Trails to Utah and the Pacific: Diaries and Letters, 1846-1869

Integration into American Memory at the Library of Congress

Introduction | Descriptive records | Page-turners | Marked up text | Linking from records and text to images


For this collection, the image files are mounted at Brigham Young University (BYU) by the Harold B. Lee Library. The search and browse interface for the collection at Brigham Young University* is supported by CONTENTdm digital library collection software. The collection includes five categories (source formats) of material: manuscript diaries; printed volumes; prints and photographs; maps; and biographical notes for the diarists.

The service copies at BYU for the collection's prints and photographs are JPEG images; for maps they are MrSID compressed files. The published trail guides are available as sequences of page images through CONTENTdm's compound document view. The biographical notes are marked up as simple HTML files. For the diaries, the focus of the collection, two views are available at BYU: page images and transcribed text through a page-turning interface built using CONTENTdm; and a transcription as a text-only PDF file.

Descriptive records were exported from CONTENTdm for each category of material and delivered by BYU to the Library of Congress as flat, tab-delimited files. The full text transcriptions of the diaries were delivered marked up according to an XML DTD using a subset of TEI-Lite tags and encoded as UTF-8 (UNICODE).

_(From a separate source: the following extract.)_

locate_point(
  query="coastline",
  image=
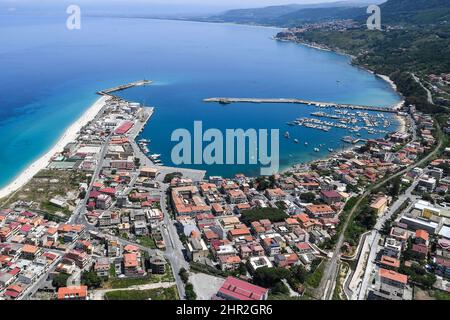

Preparing the Descriptive Records for American Memory

CONTENTdm supports collection-specific element sets, with collection-specific configuration for indexing and labeling; cross-collection searching is supported through mappings to simple Dublin Core. Based on sample data, the Library of Congress chose to receive five sets of descriptive records, a set for each category of material, with slightly different but rich element sets. The five record sets were merged into a single database (using Microsoft Access). The mappings to Dublin Core provided by BYU served as a guide in this task. For the diaries, only the work-level records were used; the page-level topic terms and names assigned with care by staff at BYU and its partner institutions are searchable with the full text. Since American Memory search results display a title rather than a brief record, independently meaningful titles for the diaries were formed from the diarist's name and the dates and the title from the MARC record (usually "Journals," "Diary," or similar). A sample constructed title is "Young, Joseph. Diary and accounts, 1848-1855." The same title was embedded in LC's copy of the diary transcription to ensure consistency in the interface. For each diary, the URLs for presentations through CONTENTdm were replaced by URLs for LC's presentations of the same work. Other minor local modifications were made globally for compatibility across American Memory collections. Selected elements (fields) were then exported and tagged for indexing and labeling within American Memory.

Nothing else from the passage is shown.